Variational Autoencoder = Minimizing Prior Distribution + Maximizing Mutual Information

By 苏剑林 | October 10, 2018

This article is very brief. It mainly describes a fact that is very useful and not complex, but I surprisingly only discovered it after such a long time—

In the article "Mutual Information in Deep Learning: Unsupervised Feature Extraction", we obtained the final loss for the Deep INFOMAX model through a weighted combination of a prior distribution loss and a mutual information maximization loss. In that article, while the story was told in full, in a sense, it was just a pieced-together loss. This article will prove that the loss can be naturally derived from the Variational Autoencoder (VAE).

Process

To repeat it once more, the loss that a Variational Autoencoder (VAE) needs to optimize is

$$KL(\tilde{p}(x)p(z|x)\Vert q(z)q(x|z))$$

Relevant discussions have appeared on this blog many times. VAE contains both an encoder and a decoder. If we only need to encode features, then training a decoder seems redundant. So the focus is on how to remove the decoder.

Actually, it's quite simple. Split the VAE loss into two parts:

\begin{equation} \begin{aligned} &KL(\tilde{p}(x)p(z|x)\Vert q(z)q(x|z))\\ =&\iint \tilde{p}(x)p(z|x)\log \frac{p(z|x)}{q(z)} dzdx-\iint \tilde{p}(x)p(z|x)\log \frac{q(x|z)}{\tilde{p}(x)} dzdx \end{aligned} \end{equation}

The first term is the KL divergence of the prior distribution. The term $\log \frac{q(x|z)}{\tilde{p}(x)}$ in the second term is actually the pointwise mutual information of $x$ and $z$. If $q(x|z)$ has infinite fitting capability, eventually it must be that $\tilde{p}(x)p(z|x) = q(x|z)p(z)$ (Bayes' formula), so the second term is

\begin{equation}KL(q(x|z)p(z)\Vert \tilde{p}(x)p(z))=KL(\tilde{p}(x)p(z|x)\Vert \tilde{p}(x)p(z))\end{equation}

which is the mutual information of the two random variables $x$ and $z$. The preceding negative sign means we want to maximize the mutual information.

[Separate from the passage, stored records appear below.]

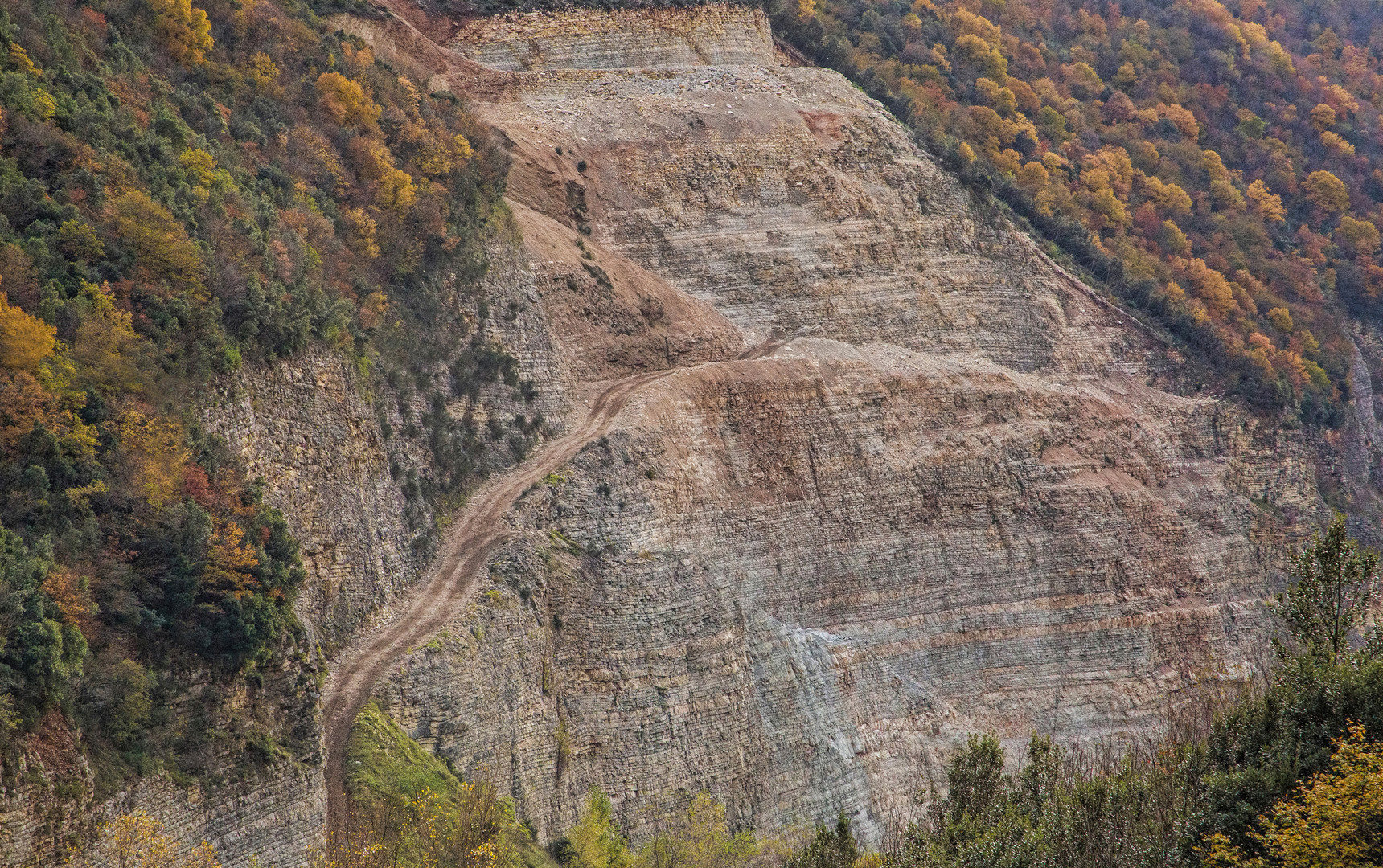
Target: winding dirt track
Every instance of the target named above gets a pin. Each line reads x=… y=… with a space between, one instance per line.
x=443 y=589
x=445 y=585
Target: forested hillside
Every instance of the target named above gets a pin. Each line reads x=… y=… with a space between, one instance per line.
x=1217 y=166
x=184 y=191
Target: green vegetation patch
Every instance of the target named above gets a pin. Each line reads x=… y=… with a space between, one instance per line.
x=384 y=764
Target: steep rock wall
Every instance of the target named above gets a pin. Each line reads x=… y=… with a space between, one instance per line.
x=720 y=36
x=964 y=502
x=795 y=582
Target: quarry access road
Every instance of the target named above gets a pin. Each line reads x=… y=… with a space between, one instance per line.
x=444 y=588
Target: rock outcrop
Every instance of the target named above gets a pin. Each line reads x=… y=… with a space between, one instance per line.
x=958 y=495
x=958 y=491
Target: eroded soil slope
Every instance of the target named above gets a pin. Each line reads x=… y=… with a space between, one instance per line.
x=956 y=497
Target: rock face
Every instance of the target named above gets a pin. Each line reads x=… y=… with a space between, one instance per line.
x=716 y=36
x=958 y=493
x=953 y=491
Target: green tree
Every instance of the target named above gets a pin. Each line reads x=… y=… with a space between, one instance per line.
x=1333 y=583
x=595 y=839
x=1335 y=820
x=39 y=653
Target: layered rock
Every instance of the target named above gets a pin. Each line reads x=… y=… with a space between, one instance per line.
x=795 y=582
x=954 y=493
x=645 y=38
x=962 y=503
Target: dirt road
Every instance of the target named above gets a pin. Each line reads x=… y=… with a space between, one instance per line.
x=443 y=589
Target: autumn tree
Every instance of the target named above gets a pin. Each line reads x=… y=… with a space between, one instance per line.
x=1332 y=821
x=184 y=31
x=138 y=841
x=1327 y=192
x=159 y=241
x=24 y=340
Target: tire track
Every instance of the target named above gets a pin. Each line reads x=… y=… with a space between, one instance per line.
x=447 y=583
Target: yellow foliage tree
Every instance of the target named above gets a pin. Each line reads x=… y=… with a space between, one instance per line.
x=1165 y=195
x=24 y=340
x=1327 y=191
x=199 y=165
x=138 y=841
x=396 y=190
x=154 y=455
x=105 y=351
x=159 y=241
x=184 y=29
x=261 y=69
x=1328 y=823
x=1358 y=236
x=345 y=101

The remaining process is the same as in "Mutual Information in Deep Learning: Unsupervised Feature Extraction", omitted.

Conclusion

As stated at the beginning, this article is very brief and doesn't contain much content. The main purpose is to provide a new understanding of the Variational Autoencoder's loss (minimizing prior distribution + maximizing mutual information), and from there, one can naturally derive the loss for Deep INFOMAX.

If I hadn't yet written "Mutual Information in Deep Learning: Unsupervised Feature Extraction", I would have certainly used this starting point to explain Deep INFOMAX. However, since that article has already been written for several days, I had to open this short post to provide a supplementary explanation.